The Speaking Chair [poem]
Rays of rising sun had struck the chair and table awkwardly
as if through shyness (though that can’t be proven here).
A corner of that little plastic throne was shredded –
worn and torn by countless swift unthinking hands
and now forlorn we stare each other coolly in the eye.
(How can we ever know if things are real? Who decides?
Perhaps that chair is just a figment of my mind –
my over-fevered dream imagination working overtime).
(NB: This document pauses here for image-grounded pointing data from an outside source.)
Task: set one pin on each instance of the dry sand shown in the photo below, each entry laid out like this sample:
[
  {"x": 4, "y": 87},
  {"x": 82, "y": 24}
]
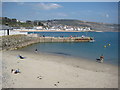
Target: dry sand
[{"x": 40, "y": 70}]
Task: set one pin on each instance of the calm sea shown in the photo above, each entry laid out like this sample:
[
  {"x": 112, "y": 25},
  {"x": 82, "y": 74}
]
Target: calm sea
[{"x": 85, "y": 50}]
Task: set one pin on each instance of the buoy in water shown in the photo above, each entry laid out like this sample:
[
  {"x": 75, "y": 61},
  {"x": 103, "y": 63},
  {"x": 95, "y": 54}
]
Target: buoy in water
[
  {"x": 105, "y": 46},
  {"x": 108, "y": 44}
]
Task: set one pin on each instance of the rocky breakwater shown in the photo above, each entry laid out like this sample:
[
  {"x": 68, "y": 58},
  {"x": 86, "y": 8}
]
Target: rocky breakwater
[{"x": 12, "y": 42}]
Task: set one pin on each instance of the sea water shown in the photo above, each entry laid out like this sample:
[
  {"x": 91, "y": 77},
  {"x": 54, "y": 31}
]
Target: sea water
[{"x": 86, "y": 50}]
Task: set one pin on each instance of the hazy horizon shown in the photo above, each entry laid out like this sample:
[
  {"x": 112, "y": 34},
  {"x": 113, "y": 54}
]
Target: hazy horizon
[{"x": 100, "y": 12}]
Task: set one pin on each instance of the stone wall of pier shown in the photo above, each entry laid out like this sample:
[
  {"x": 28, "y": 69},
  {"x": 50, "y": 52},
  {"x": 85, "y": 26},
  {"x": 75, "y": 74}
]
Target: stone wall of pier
[{"x": 12, "y": 42}]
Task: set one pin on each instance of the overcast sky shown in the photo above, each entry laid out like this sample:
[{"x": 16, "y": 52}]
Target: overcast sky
[{"x": 106, "y": 12}]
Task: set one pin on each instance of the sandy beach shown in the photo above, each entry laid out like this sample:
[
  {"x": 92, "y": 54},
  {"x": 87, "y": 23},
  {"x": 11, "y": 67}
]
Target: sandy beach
[{"x": 41, "y": 70}]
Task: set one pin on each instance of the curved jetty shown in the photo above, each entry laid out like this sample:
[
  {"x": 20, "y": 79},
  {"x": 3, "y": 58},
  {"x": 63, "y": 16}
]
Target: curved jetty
[{"x": 12, "y": 42}]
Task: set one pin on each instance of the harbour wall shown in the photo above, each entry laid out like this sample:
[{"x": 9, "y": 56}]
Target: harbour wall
[{"x": 12, "y": 42}]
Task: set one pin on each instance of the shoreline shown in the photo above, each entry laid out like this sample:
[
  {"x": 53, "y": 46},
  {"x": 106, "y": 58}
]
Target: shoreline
[
  {"x": 69, "y": 72},
  {"x": 53, "y": 31}
]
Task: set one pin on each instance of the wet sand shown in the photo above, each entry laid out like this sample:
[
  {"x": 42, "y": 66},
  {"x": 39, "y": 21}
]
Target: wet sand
[{"x": 41, "y": 70}]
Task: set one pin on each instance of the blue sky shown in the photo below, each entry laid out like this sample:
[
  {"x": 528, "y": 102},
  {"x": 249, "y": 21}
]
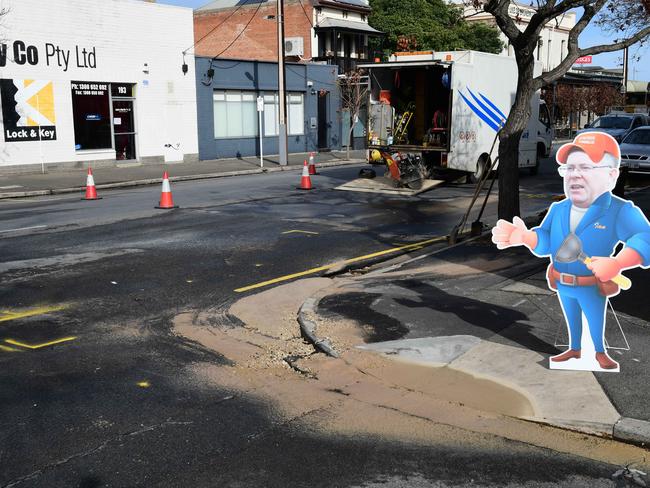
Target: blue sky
[{"x": 638, "y": 69}]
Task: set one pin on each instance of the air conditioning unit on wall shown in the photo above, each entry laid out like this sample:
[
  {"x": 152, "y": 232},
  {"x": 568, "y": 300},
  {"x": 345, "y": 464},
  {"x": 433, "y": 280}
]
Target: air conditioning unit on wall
[{"x": 293, "y": 46}]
Stuck inside my decomposing head, that corner of the chair
becomes a finesome hirsute masterpiece instead;
and I recoil. What if we, at this stage of our river’s flow,
are not equipped to full discern the working of a brain which
dwells within a chair or any other dense unanimated thing
but then, at some far future date develop apparatus which
can see a brain (or more) is plainly there? And if you tell me
that no chair has ever moved I will reply by saying that not
just a little chair but every single thing in earth or sea or space
or in the air vibrates and turns in ways beyond our mind
can nowly see. And furthermore I here declare that nothing
anywhere is what it seems to us to be. We, in our desperation,
give our mundane names to things and then there are the
frames we bring in which to trap the essence of an object
lest it acts in ways which pull the wretched rug of rationality
from underneath the boring functionality which makes our feet
stay firmly on the ground. And all around is light and something
we have not learned yet to name, nor ever will so long as in
these lumpy bodies people dance the karma-dharma game.
I’ve sought that unnamed something through the halo of my days;
yet here the worn-out chair before me speaks in brainful ways.